Pour ce qui est de la civilisation de l’Extrême-Orient
qui est la seule dont tous les représentants appartiennent vraiment à une race
unique, elle est proprement la civilisation chinoise ; elle s’étend, comme nous
l’avons dit à l’Indo-Chine, et plus spécialement au Tonkin et à l’Annam, mais
les habitants de ces régions sont de race chinoise, ou bien pure, ou bien
mélangée de quelques éléments d’origine malaise, mais qui sont loin d’y être
prépondérants.

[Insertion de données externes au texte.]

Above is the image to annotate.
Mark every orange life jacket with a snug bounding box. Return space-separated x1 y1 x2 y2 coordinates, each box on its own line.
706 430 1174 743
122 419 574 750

Il y a lieu d’insister sur le fait que la langue traditionnelle
inhérente à cette civilisation est essentiellement la langue chinoise écrite,
qui ne participe pas aux variations de la langue parlée, qu’il s’agisse
d’ailleurs de variations dans le temps ou dans l’espace ; un Chinois du Nord,
un Chinois du Sud et un Annamite peuvent ne pas se comprendre en parlant, mais
l’usage de mêmes caractères idéographique, avec tout ce qu’il implique en
réalité, n’en établit pas moins entre eux un lien dont la puissance est
totalement insoupçonnée des Européens.
Quant au Japon, que nous avons laissé de côté dans
notre division générale, il se rattache à l’Extrême-Orient dans la mesure où il
a subi l’influence chinoise, bien qu’il possède aussi par ailleurs, avec le
Shinto, une tradition propre d’un caractère très différent. Il y aurait lieu de
se demander jusqu’à quel point ces divers éléments on pu se maintenir en dépit
de la modernisation, c’est-à-dire en somme de l’occidentalisation, qui a été
imposée à ce peuple par ses dirigeants ; mais c’est là une question trop
particulière pour que nous puissions nous arrêter ici.
D’un autre côté, c’est avec intention que nous avons
omis, dans ce qui précède, de parler de la civilisation tibétaine, qui est
pourtant fort loin d’être négligeable surtout au point de vue qui nous occupe
plus particulièrement. Cette civilisation, à certains égards, participe à la
fois de celle de l’Inde et de celle de la Chine tout en présentant des
caractères qui lui sont absolument spéciaux ; mais, comme elle est encore plus
complètement ignorée des Européens que toute autre civilisation orientale, on
ne pourrait en parler utilement sans entrer dans des développements qui
seraient ici tout à fait hors de propos.
Nous n’avons donc à envisager, en tenant compte des
restrictions que nous avons indiquées, que trois grandes civilisations
orientales, qui correspondent respectivement aux trois divisions géographiques
que nous avons marquées tout d’abord, et qui sont les civilisations musulmane,
hindoue et chinoise. Pour faire comprendre les caractères qui différencient le
plus essentiellement ces civilisations les unes par rapport aux autres, sans
toutefois entrer dans trop de détails à cet égard, le mieux que nous puissions
faire est d’exposer aussi nettement que possible les principes sur lesquels
repose l’unité fondamentale de chacune d’elles.
(René Guénon, Introduction générale à l’étude des
doctrines hindoues, Les grandes divisions de l’Orient).